Hands-On Fashion Promotion Experience
Juniors and seniors enrolled in Assistant Professor Sarah Portway’s Fashion Promotion course have been engaged in a semester-long exercise to develop creative promotional strategies to launch a new product for PUMA. For the students, the end product is a detailed promotional pitch that would be suitable for presentation inside a PUMA boardroom.
Students began by preparing a one- to two-page mini-pitch outlining their promotional ideas. Portway then divided the students into small groups. Members of each group met in person and via Microsoft Teams to develop and flesh out their group strategy, collaborating on budgets, scheduling and production of mock-ups, as well as project reports, peer evaluations and group assignments. Along the way, the students conferred regularly with Saltzman, Portway and a teaching assistant.

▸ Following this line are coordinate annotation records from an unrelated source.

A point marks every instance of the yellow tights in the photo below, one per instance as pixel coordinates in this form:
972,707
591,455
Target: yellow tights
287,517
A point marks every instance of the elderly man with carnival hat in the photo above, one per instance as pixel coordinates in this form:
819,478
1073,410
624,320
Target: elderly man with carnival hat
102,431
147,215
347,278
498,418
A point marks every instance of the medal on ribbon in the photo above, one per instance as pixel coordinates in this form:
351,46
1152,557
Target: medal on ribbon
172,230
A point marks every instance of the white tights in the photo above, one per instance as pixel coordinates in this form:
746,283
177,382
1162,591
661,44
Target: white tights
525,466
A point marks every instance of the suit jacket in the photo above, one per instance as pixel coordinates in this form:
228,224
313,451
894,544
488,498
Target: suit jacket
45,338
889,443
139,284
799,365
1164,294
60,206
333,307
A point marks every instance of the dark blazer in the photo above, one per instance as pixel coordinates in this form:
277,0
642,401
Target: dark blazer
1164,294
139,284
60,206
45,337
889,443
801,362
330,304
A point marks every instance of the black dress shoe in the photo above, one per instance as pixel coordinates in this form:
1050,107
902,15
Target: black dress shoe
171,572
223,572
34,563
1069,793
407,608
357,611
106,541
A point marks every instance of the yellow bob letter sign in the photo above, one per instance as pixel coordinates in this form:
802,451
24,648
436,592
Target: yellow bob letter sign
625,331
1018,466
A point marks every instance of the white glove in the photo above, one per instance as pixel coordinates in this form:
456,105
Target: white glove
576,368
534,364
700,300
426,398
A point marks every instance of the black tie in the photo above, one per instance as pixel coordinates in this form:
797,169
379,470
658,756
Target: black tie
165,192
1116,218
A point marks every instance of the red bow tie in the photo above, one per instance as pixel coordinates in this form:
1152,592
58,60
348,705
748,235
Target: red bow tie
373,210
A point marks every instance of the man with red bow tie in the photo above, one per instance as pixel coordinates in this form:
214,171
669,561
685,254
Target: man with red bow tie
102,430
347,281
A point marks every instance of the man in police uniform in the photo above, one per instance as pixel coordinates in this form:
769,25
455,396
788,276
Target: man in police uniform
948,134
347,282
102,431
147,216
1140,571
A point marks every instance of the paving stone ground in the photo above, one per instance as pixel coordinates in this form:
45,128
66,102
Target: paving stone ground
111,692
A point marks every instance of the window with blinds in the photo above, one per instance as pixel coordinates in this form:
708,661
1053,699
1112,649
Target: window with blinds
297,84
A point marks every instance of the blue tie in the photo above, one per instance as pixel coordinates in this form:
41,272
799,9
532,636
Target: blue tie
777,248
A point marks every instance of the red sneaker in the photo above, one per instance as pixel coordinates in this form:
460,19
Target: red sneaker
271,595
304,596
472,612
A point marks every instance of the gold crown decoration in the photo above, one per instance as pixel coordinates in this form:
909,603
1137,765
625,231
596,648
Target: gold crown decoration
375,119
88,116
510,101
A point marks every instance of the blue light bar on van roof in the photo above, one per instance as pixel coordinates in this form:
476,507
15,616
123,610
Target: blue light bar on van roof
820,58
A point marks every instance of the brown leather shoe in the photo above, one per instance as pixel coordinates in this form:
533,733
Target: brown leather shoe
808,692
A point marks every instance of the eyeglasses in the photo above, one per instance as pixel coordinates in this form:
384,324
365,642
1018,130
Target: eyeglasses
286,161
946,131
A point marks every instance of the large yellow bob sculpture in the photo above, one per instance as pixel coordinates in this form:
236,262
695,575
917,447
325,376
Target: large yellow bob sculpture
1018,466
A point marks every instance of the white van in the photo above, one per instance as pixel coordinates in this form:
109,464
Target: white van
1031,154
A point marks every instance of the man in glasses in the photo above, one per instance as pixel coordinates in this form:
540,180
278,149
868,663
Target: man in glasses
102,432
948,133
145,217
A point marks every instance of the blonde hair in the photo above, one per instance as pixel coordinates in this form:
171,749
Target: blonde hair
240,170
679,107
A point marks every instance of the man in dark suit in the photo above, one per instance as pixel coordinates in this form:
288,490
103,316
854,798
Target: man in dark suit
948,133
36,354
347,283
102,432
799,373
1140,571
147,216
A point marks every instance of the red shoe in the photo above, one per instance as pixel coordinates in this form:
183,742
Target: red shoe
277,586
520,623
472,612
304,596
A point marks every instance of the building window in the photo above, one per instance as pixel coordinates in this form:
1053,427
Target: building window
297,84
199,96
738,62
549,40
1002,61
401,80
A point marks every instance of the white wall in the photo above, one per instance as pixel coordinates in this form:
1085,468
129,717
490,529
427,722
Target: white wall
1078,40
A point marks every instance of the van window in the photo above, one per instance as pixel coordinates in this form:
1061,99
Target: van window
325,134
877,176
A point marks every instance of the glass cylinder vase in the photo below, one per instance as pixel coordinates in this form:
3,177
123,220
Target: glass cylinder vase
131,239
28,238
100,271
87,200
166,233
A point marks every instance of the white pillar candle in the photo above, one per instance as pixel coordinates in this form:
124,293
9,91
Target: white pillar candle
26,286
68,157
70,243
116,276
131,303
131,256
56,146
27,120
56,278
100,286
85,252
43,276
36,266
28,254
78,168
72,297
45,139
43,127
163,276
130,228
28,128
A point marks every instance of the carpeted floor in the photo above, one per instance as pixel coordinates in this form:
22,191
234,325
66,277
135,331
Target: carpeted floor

The effort has been invaluable in helping students learn long-term project management skills such as setting and meeting goals and understanding how to work successfully with others, Portway says. Equally important, she says, is having a guest lecturer like Saltzman, a professional who has “walked the walk” and is able to share his experiences and insights.
“Scott brings not only his knowledge and savvy but also his enthusiasm in working with the students,” Portway said. “This is so important. Our students need to be exposed to as many careers and as many networking opportunities as possible.”
Learning Goes Both Ways
Saltzman says working with the students is mutually beneficial: They learn from him, but he also learns from them. “Their feedback is priceless. They are the ultimate end consumer that PUMA wants to reach, especially in my area—the fashion world,” Saltzman said. “We have malls and soccer stores, but it’s that fashion-conscious young kid 16 to 21 who we want to attract because that’s how companies like ours grow—you interest them when they’re young and then keep engaging them with different products.
“I don’t know why it took me so long (to get involved),” he said. “I would love to have done this 15-20 years ago, earlier in my career, knowing how students like to interact with alumni in fields they want to get into.”
About the Fashion Major
SUNY Oneonta's Fashion and Textiles program focuses on the relationship of textiles and clothing to the physical, aesthetic, psychological, cultural, economic and social needs of people and their families. Fashion and textiles majors specialize in either fashion merchandising or fashion design. Fashion merchandising courses focus on marketing, merchandising, retailing, promotions, economic analysis and fashion journalism. Fashion design courses include apparel construction, apparel design, illustration, pattern making, computer-assisted design and wearable art.